Néanmoins, l’ « accouchement » de son identité est vécu comme une traîtrise, dira Eleanor « sans une traîtrise, je ne serai pas ici », et lorsque Morag lui explique qu’elle peut encore partir, elle reste.

Le cheminement d’Eleanor est douloureux, mais salutaire, puisqu’elle décide de dire à Morag qui elle est, et comment elle pourra le démontrer, lorsque le temps viendra où Morag « cueillera des roses sur son fauteuil roulant ».

La séparation ou l’indépendance…

L’histoire d’Eleanor débute avec Clara et prend fin avec elle. C’est la métaphore des liens maternels dans l’union et la séparation. Clara tentera à tout prix de protéger sa fille, et dès l’instant où le mal est anéanti (en référence au mal latent de la confrérie des ongles pointus de la justice), elle laissera son enfant partir vers d’autres lieux, tout en sachant qu’elle ne sera pas seule. Un vampire ne peut survivre seul, à l’instar d’Entretien avec un vampire, la transition s’opère ainsi par la vampirisation d’un autre, Lestat et Louis, Louis et Claudia, Louis et Armand. Dans Byzantium, elle le sera, entre Clara et Eleanor, puis Clara et Darvell, et entre Eleanor et Frank.

Pourtant, le cheminement vers l’autre s’accomplit douloureusement pour faire renaître un autre couple de vampires. Ici, Clara et Eleanor vont reformer l’une et l’autre un binôme séparément.

Darvell sera le lien entre les deux femmes. Il sera celui qui aura ouvert indirectement la voie de l’éternité à Clara et celui avec qui elle partira, pour se séparer de sa fille. C’est avec lui encore qu’elle reprendra une vie différente, non plus de mère, mais de compagne du vampire.
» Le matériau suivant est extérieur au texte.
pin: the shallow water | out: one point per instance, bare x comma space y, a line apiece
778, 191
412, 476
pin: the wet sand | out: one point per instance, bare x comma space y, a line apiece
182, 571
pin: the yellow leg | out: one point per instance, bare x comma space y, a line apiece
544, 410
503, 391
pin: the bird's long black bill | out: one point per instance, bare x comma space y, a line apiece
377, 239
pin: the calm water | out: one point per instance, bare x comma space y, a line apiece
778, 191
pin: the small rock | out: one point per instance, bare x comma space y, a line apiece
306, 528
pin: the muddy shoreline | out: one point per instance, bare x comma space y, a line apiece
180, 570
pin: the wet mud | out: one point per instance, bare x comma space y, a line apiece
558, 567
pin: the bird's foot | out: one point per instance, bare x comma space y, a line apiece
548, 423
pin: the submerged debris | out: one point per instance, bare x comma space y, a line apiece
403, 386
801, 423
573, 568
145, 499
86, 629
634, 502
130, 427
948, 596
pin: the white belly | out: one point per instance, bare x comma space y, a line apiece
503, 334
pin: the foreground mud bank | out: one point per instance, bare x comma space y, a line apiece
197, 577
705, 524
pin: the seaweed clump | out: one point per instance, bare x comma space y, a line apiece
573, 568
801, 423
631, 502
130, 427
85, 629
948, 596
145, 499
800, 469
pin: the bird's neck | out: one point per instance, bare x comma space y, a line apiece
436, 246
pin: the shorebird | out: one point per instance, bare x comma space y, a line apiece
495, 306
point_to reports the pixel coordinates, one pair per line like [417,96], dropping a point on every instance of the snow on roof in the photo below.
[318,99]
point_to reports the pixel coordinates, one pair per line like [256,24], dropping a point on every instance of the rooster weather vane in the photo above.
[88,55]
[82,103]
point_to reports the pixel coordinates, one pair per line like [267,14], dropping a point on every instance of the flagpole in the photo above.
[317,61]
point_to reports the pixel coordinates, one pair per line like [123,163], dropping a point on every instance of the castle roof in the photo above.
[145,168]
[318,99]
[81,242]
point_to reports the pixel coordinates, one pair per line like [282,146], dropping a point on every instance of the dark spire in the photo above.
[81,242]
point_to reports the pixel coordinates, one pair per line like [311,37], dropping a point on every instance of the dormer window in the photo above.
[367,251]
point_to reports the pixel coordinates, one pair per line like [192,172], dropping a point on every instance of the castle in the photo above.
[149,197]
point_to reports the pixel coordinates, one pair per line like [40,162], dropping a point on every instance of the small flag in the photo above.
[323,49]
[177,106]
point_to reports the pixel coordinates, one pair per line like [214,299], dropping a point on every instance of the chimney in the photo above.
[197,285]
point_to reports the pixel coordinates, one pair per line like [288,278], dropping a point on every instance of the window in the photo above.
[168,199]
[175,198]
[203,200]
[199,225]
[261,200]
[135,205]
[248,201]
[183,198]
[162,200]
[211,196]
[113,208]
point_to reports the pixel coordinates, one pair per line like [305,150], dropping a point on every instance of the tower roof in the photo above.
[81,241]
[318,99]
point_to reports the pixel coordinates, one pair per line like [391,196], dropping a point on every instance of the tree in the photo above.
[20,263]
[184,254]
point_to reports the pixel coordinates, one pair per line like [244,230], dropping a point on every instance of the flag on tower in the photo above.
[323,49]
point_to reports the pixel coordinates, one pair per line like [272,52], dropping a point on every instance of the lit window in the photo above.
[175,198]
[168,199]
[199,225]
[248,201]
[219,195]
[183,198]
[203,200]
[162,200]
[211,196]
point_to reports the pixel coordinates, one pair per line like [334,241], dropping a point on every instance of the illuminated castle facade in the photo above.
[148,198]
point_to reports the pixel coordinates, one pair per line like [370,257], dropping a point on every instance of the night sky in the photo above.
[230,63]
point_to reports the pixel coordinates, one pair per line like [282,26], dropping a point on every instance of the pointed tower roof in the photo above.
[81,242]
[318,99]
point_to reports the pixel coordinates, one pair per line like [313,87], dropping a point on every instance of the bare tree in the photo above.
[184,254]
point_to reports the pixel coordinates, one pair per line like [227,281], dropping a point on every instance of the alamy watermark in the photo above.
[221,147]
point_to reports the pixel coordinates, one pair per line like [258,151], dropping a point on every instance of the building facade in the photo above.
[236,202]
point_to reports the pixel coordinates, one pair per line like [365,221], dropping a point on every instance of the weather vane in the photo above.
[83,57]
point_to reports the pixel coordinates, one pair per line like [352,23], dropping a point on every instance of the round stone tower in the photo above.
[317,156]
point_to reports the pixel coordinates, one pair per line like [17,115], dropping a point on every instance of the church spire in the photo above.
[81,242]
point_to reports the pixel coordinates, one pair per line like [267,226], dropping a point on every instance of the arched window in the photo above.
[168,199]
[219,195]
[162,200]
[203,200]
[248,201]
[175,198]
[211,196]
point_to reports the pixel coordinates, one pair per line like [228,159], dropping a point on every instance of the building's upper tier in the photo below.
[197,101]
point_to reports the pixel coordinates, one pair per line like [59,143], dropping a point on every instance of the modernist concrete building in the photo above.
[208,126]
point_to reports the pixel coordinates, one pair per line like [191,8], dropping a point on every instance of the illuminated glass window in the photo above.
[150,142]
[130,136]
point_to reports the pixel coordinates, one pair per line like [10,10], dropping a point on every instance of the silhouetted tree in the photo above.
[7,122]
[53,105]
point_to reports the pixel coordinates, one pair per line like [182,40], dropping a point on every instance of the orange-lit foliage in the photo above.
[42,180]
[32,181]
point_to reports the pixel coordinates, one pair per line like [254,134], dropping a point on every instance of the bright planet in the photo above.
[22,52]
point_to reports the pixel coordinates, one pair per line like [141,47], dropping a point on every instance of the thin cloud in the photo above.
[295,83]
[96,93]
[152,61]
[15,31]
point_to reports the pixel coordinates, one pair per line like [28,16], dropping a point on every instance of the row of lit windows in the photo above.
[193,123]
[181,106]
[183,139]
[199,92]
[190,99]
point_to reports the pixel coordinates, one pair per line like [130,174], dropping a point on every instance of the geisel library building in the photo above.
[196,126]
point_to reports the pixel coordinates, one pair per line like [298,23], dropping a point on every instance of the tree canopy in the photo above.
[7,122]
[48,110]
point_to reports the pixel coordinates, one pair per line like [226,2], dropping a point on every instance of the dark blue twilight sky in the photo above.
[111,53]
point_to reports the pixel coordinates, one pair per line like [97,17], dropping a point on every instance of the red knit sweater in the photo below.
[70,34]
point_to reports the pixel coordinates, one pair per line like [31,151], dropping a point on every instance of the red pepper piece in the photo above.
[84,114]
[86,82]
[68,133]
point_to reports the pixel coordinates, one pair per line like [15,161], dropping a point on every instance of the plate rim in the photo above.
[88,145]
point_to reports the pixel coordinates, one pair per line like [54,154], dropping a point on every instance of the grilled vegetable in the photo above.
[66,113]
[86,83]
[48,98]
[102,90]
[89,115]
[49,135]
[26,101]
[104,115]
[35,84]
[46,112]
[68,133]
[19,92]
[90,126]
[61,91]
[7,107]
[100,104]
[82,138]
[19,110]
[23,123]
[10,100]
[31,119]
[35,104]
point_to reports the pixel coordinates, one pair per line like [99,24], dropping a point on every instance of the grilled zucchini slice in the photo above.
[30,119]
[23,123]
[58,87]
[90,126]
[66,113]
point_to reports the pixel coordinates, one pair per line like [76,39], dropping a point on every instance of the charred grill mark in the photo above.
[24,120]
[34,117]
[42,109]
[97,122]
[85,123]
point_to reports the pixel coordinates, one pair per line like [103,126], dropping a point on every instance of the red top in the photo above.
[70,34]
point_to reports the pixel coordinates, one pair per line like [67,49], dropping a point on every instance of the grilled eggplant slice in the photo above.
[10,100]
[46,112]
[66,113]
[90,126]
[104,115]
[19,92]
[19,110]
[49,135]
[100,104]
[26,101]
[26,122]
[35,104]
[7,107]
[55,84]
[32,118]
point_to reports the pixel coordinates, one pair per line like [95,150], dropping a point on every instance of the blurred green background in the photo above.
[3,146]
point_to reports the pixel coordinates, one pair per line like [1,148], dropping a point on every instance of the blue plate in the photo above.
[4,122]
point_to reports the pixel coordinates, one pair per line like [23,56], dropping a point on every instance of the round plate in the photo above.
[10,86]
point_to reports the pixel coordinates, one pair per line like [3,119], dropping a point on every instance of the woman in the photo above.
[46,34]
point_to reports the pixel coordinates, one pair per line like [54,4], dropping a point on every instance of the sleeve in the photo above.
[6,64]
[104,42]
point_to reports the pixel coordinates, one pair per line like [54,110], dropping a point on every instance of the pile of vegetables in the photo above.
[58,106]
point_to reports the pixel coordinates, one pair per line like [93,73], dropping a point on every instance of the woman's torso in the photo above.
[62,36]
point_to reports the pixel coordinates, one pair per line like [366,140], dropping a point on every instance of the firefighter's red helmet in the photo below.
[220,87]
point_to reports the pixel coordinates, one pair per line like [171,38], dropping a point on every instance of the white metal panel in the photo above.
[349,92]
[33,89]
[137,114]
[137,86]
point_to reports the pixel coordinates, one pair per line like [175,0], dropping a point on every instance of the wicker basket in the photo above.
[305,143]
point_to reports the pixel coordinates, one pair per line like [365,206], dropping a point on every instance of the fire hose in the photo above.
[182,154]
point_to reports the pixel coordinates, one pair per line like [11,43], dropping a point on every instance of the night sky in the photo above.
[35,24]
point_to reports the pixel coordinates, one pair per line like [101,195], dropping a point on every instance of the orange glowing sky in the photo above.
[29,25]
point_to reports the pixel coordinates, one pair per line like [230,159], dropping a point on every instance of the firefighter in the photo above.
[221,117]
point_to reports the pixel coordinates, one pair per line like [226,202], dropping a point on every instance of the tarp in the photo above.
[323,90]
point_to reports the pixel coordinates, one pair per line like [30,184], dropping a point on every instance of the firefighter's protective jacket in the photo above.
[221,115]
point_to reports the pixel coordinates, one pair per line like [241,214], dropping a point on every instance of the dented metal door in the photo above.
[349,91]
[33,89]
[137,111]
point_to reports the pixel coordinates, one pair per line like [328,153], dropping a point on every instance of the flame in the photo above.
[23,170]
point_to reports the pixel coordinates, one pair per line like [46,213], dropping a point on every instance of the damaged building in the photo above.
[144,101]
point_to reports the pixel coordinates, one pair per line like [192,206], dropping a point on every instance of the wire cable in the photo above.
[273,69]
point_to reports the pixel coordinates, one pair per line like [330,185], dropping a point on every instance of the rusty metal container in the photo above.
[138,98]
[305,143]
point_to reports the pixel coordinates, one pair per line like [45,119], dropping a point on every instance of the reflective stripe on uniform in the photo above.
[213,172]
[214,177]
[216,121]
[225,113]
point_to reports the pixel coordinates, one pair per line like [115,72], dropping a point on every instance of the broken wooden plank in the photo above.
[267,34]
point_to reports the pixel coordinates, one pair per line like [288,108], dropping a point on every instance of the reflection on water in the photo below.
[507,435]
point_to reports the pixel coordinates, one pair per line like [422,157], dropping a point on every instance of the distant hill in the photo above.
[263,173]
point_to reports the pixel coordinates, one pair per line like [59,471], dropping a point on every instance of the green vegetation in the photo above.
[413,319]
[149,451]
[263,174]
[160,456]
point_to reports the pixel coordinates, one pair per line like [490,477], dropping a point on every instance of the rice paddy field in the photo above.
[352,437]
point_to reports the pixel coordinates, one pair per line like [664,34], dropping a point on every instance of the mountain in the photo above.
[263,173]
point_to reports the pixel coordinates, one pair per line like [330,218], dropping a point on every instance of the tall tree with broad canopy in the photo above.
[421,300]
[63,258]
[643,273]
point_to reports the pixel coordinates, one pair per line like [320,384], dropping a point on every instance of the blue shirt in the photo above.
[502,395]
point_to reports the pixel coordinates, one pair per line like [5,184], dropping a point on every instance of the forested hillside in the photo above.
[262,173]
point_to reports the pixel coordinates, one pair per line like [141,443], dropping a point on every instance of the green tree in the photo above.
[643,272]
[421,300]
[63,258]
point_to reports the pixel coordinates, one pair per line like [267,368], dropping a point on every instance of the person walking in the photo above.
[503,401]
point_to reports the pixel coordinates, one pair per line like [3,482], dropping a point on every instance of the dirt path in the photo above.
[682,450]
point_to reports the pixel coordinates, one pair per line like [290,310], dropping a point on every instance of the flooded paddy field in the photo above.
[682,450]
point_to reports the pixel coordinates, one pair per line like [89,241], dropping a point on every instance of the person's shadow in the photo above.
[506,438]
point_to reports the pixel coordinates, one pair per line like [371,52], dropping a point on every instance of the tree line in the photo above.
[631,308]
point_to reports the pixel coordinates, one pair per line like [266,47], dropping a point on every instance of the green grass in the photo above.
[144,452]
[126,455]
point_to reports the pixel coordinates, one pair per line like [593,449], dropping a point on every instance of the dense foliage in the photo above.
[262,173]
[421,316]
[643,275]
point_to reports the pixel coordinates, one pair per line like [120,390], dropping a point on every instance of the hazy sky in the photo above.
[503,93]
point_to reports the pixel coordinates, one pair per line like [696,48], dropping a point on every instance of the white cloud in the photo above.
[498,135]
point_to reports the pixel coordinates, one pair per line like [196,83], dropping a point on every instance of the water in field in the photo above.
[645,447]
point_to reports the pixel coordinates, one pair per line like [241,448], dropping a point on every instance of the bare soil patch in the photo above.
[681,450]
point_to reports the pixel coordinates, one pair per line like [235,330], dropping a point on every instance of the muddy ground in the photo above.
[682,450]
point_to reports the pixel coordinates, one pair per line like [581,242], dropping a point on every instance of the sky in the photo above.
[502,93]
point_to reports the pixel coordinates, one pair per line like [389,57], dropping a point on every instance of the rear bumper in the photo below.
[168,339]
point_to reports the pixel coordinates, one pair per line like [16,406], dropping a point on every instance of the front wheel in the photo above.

La rencontre finale entre tous les protagonistes s’instaure dans un climat violent et effréné, à l’image de la course poursuite entre Clara et le vampire, à la sortie du bar, et dont l’issue est la décapitation d’un vampire, dans les deux scènes.

Et Byzantium prend tout son sens par la lame tranchante de Byzance, trophée des croisades du chef de la confrérie des ongles pointus de la justice. Le cinéaste exploite le symbole de la lame de Byzance, en référence à une époque ancestrale de la civilisation.  
Et, le passé resurgit, à nouveau, plus « présent » que jamais. Clara, se refusant de mourir, évoquera le passé, le sien au regard de Darvell, son passé de jeune fille à la perle. Clara retrouvera l’image d’une humaine « pure », sur la plage, entrain de ramasser des coquillages.

Clara dira à Eleanor qu’il faut, à présent « regarder devant soi » et non plus vers le passé, la laissant partir sans elle.

Eleanor mènera Frank vers la grotte sans nom, couché dans la barque, tel un vampire en devenir, acceptant de mourir pour trouver la vie éternelle auprès d’Elle.

Byzantium : une analyse du film

Neil Jordan  exploite, à nouveau, au-delà de la problématique des liens maternels, le mythe du vampire. Il l’interroge, dans ce film, à travers la question du choix, ainsi que dans le rapport à l’identité propre du vampire.